Share

Ajakan

*Happy Reading*

Jadi, Ina yang ketiga? Ya ampun ....

Ina pun refleks mengusap wajahnya, saat menyadari kenyataan itu. Tidak ingin percaya dengan pendengarannya saat ini.

Ya, Tuhan .... kenapa Ina merasa jadi terjebak jerat pria doyan kawin, ya?

Lah, kalau begitu apa bedanya Pak Sean dan Pak Joko? Meski beda di jumlah Istri, tetap saja mereka intinya doyan kawin iya, kan?

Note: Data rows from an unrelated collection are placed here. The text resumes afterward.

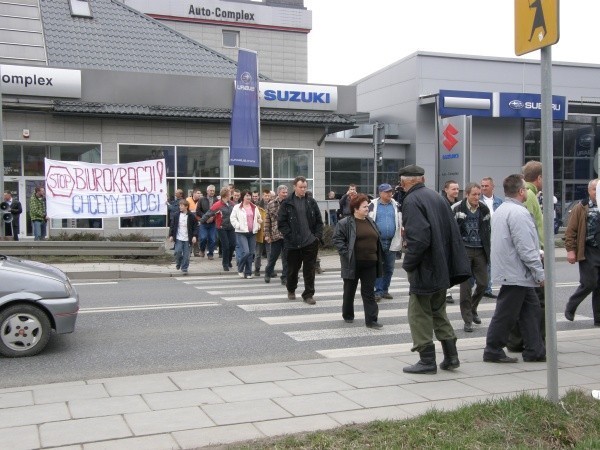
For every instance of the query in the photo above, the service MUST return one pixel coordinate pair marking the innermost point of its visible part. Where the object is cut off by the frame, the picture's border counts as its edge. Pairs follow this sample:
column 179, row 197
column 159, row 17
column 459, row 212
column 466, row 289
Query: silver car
column 35, row 299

Duh, kenapa Ina harus selalu berurusan dengan pria hidung belang, sih?

Kek gak ada cowok single baik-baik aja di dunia ini? Kenapa pula harus sama cowok yang doyan kawin?

Ugh ... rasanya Ina mulai kesal dengan keadaan.

"Jadi Pak Sean sudah pernah menikah dua kali?" Meski begitu, Ina pun tak membuang kesempatan, untuk mengintrogasi Mbok Darmi yang sepertinya memang tahu semua hal tentang keluarga ini.

"Tepatnya terpaksa poligami, soalnya Papinya Non Rara meminta hal itu sebelum meninggal."

Hah?! Permintaan terakhir macam apa itu? Aneh banget!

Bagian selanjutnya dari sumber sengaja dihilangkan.